本実施形態の高周波測定治具1は、図2(b)に示すように、高周波デバイスなどの被測定部品の電極と接触させる接触面11(例えば凸状電極)が形成されているプリント基板4の中央部分が最も上方に突き出すように、筐体3の水平面より上方側に約10°程度突き出すように取り付けられている。このため、筐体3にはプリント基板4の中央部分を前面(上方)側に突き出させるために、プリント基板4を背面(下方)側から押圧してプリント基板4の張力を調整する張力調整用棒(押圧手段)5が設けられている。
プリント基板4の一方にはコネクタ10aが取り付けられ、他方にはコネクタ10b、10cが取り付けられている。なお、プリント基板4はコネクタ10a〜10cを利用して筐体3に固定するようにしている。
また筐体3にはプリント基板4上に設けられた接触面に対して被測定部品の電極を接触させた状態で被測定部品を保持するための保持部材21が設けられている。この保持部材21は、被測定部品と接触する先端部がゴムなどの弾性部材22により構成され、手動により先端部を上下させることができる。また先端部の弾性部材22の高さ調整が可能となっている。
図4は、本実施形態の高周波測定治具を構成しているプリント基板の構造を示した図であり、(a)はプリント基板の全体図、(b)は(a)において破線で囲って示したコンタクト部の拡大図、(c)はプリント基板にコネクタを取り付けた状態を示した図である。
図4(b)に示すように、プリント基板4の中央部分には、被測定部品の電極と接触させる3つの接触面11a、11b、11cが設けられている。これらの接触面11a〜11cは、プリント基板4に形成された夫々のマイクロストリップライン(MSL)12a、12b、12cを介して、図4(a)に示すプリント基板4のコネクタ取り付け部13a〜13cに取り付けられたコネクタ10a〜10c(図4(c)参照)に接続される。

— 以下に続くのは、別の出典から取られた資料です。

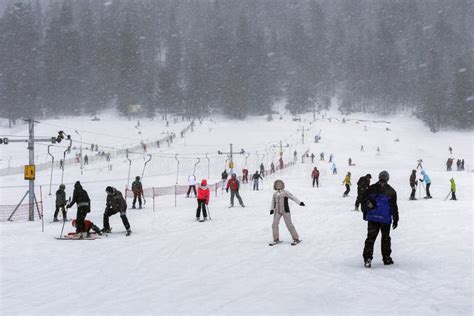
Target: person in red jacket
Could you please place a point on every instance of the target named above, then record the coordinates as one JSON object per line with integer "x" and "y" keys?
{"x": 203, "y": 200}
{"x": 315, "y": 176}
{"x": 88, "y": 226}
{"x": 234, "y": 185}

なお、図4(b)に示す接触面11a〜11cの間には、接触面11a〜11cに対して被測定部品の電極を接触させたときに、接触面11a〜11cと共に被測定部品を支持するための支持面14が設けられている。
更に、プリント基板4の中央部分を前面(上方)側に突き出させるときに、プリント基板4を撓みやすくするようプリント基板4の中央部分(張力調整用棒5と接触する位置)に括れを持たせた構造にする。
このように本実施形態の高周波測定治具1においては、プリント基板4に伝送路であるMSL12a〜12cと接触面11a〜11cを形成し、このプリント基板4に形成した接触面11a〜11cが最も上方に突き出すようにプリント基板4を僅かに反らせて筐体3に取り付けるようにした。これにより、従来のプリント基板を用いた高周波測定治具では測定することができなかったウェハやシート状の被測定部品の測定が可能になる。

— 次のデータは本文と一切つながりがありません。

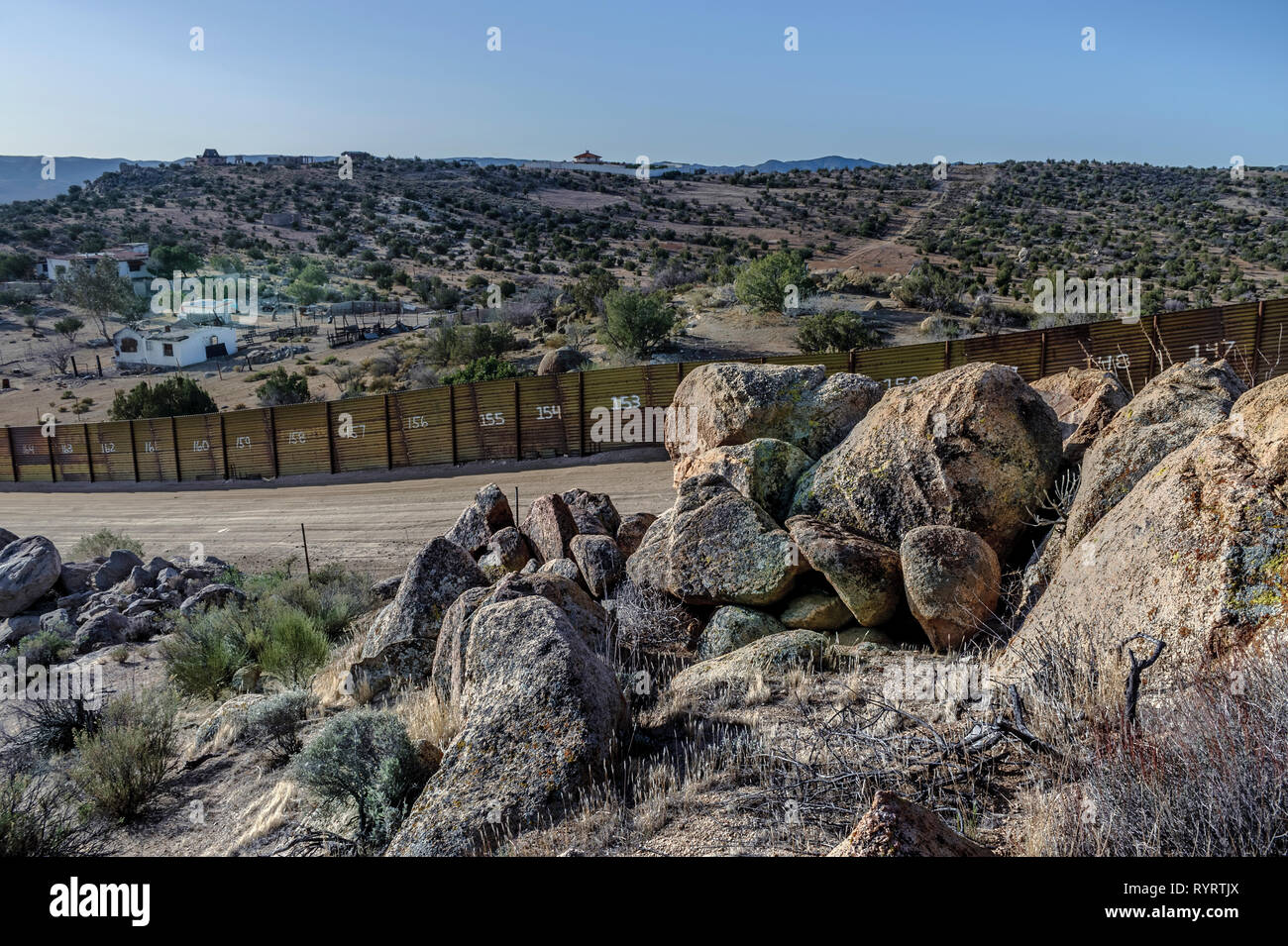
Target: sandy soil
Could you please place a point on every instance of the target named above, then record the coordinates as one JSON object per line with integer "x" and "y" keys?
{"x": 368, "y": 521}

また、本実施形態の高周波測定治具は、特別なプロセスを要することなく、一般的な印刷技術を使って得られるプリント基板を用いて作製できるので、従来の高周波プローブと同等の精度を有する高周波測定治具を低コストで実現することができる。
図5は本実施形態の高周波測定治具のリターンロス(反射減衰量特性)を示した図であり、(a)はリターンロスの測定結果を示した図であり、(b)はその測定方法を示した図である。
なお、ここでは、1000MHz〜3000MHzの帯域において使用されるSAWフィルタの高周波特性を測定する測定治具の測定結果を示す。
この場合、図5(b)に示すように、高周波測定治具1のコネクタ10cに50Ωの同軸終端器50を接続したうえで、接触面11cに対して測定器51から給電を行ってリターンロスの測定を行った。その結果、本実施形態の高周波測定治具のリターンロスは、SAWフィルタの測定に問題ないレベル、即ち測定帯域(1000MHz〜3000MHz)においてリターンロスが−20dB以下であることを確認した。
図6は本実施形態の高周波測定治具と従来の高周波治具を用いて被測定部品の測定を行ったときの測定結果を示した図である。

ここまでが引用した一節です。